= Humble baronets =

Historical baronets of the British Isles

There have been three baronetcies created for persons with the surname Humble, two in the Baronetage of England and one in the Baronetage of the United Kingdom. All are extinct.

The Humble Baronetcy, of London, was created in the Baronetage of England on 21 June 1660 for William Humble, in recognition of the £20,000 he provided to the exiled Charles II. The third Baronet was killed in a quarrel at the Blue Posts Tavern. The title became extinct on the early death of the sixth Baronet in 1745.

The Humble Baronetcy, of Kensington in the County of Middlesex, was created in the Baronetage of England on 16 March 1687 for William Humble. He was the second son of the first Baronet of the 1660 creation. The title became extinct on Humble's death in 1709.

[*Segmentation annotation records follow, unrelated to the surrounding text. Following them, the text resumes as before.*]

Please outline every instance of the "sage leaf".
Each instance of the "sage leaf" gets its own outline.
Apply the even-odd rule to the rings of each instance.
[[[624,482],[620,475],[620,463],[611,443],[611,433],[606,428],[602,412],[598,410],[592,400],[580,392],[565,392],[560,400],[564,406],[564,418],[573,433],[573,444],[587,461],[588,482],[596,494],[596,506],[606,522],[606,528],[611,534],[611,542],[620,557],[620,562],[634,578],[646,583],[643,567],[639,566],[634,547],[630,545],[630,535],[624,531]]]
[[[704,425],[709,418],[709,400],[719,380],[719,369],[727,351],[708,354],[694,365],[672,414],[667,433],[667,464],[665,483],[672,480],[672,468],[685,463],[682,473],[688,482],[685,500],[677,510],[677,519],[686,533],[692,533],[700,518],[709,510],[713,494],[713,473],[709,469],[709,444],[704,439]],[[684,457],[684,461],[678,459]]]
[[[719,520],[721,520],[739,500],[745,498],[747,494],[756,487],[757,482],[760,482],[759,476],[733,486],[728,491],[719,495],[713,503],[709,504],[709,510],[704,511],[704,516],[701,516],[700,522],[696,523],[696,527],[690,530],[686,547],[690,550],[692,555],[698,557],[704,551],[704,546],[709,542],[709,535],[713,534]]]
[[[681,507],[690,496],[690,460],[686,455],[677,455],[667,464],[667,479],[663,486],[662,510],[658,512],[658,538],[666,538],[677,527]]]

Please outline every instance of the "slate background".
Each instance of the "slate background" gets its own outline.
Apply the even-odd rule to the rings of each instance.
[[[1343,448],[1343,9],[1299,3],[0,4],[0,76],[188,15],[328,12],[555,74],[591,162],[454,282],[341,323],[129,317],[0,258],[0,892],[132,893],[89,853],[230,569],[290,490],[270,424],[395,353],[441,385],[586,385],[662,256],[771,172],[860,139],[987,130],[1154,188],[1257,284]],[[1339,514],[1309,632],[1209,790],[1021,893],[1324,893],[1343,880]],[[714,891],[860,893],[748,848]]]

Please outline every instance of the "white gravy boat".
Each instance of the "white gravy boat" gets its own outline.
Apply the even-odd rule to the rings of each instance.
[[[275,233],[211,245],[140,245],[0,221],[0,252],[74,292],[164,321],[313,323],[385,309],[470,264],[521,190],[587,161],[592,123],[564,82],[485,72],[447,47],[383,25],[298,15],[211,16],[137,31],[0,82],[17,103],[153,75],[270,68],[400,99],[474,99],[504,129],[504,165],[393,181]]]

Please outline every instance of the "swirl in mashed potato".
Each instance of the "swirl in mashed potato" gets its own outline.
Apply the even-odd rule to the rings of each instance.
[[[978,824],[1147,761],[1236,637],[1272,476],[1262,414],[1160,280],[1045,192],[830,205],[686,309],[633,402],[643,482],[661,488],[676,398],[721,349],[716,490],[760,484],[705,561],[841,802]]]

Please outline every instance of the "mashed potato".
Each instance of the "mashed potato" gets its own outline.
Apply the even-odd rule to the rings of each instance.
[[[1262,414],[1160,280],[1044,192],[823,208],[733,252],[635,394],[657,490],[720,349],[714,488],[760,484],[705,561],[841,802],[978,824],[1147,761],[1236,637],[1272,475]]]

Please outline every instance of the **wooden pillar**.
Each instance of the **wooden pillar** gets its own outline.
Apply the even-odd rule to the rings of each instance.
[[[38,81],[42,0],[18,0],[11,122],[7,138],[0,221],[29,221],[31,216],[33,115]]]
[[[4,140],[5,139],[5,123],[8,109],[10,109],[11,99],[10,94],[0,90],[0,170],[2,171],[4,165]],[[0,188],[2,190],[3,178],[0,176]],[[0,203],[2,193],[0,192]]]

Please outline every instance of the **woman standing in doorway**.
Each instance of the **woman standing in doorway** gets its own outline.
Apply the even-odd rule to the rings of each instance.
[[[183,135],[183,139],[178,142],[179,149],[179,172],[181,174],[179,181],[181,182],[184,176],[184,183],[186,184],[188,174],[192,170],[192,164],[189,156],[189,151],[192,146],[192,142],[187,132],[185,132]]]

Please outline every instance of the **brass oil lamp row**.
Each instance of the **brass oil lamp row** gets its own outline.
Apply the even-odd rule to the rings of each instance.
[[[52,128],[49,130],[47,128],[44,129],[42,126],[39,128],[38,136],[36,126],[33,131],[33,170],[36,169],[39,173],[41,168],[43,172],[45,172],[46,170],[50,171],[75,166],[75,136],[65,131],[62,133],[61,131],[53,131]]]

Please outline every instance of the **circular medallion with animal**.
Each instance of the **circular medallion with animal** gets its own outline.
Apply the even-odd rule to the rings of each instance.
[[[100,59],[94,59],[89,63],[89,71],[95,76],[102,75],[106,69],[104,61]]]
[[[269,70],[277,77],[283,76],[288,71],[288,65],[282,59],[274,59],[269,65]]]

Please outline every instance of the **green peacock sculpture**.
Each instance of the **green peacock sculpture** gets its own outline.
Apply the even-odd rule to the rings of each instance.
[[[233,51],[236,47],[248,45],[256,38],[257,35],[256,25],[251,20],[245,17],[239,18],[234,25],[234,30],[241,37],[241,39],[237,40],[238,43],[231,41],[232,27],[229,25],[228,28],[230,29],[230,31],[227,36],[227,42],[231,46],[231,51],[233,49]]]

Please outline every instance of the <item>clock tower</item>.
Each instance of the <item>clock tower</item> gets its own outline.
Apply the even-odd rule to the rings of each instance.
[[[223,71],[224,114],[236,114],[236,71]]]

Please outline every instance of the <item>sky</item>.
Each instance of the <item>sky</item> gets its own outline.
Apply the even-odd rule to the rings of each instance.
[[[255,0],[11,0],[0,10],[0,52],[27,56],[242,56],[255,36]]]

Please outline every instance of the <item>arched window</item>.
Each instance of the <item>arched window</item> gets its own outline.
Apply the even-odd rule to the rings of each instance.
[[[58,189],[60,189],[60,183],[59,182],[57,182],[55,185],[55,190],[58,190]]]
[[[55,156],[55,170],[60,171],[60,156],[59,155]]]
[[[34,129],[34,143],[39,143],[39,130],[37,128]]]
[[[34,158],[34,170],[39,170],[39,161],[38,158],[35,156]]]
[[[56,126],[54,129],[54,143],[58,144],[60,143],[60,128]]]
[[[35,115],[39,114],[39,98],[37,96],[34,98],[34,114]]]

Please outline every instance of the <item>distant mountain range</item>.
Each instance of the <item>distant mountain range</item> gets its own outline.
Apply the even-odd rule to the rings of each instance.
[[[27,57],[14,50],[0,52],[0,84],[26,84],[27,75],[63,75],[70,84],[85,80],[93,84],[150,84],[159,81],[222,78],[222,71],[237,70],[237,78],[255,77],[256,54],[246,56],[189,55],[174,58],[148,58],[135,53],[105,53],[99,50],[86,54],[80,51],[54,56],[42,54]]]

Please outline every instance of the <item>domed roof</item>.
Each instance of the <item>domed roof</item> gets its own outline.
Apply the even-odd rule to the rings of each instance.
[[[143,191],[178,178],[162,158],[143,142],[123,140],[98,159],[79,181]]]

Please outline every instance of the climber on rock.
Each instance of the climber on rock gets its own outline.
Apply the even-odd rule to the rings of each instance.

The Humble, later Nugent Baronetcy, of Cloncoskoran in the County of Waterford, was created in the Baronetage of the United Kingdom on 30 September 1831. For more information on this creation, see Nugent baronets.

==Humble baronets, of London (1660)==

Escutcheon of the Humble baronets of London (1660), and of Kensington (1687)

- Sir William Humble, 1st Baronet (1612–1686)
- Sir William Humble, 2nd Baronet (c. 1667–1687)
- Sir George Humble, 3rd Baronet (c. 1670–1703)
- Sir John Humble, 4th Baronet (1680–1724)
- Sir William Humble, 5th Baronet (died 1742)
- Sir John Humble, 6th Baronet (c. 1739–1745)

==Humble baronets, of Kensington (1687)==
- Sir William Humble, 1st Baronet (c. 1650–1709)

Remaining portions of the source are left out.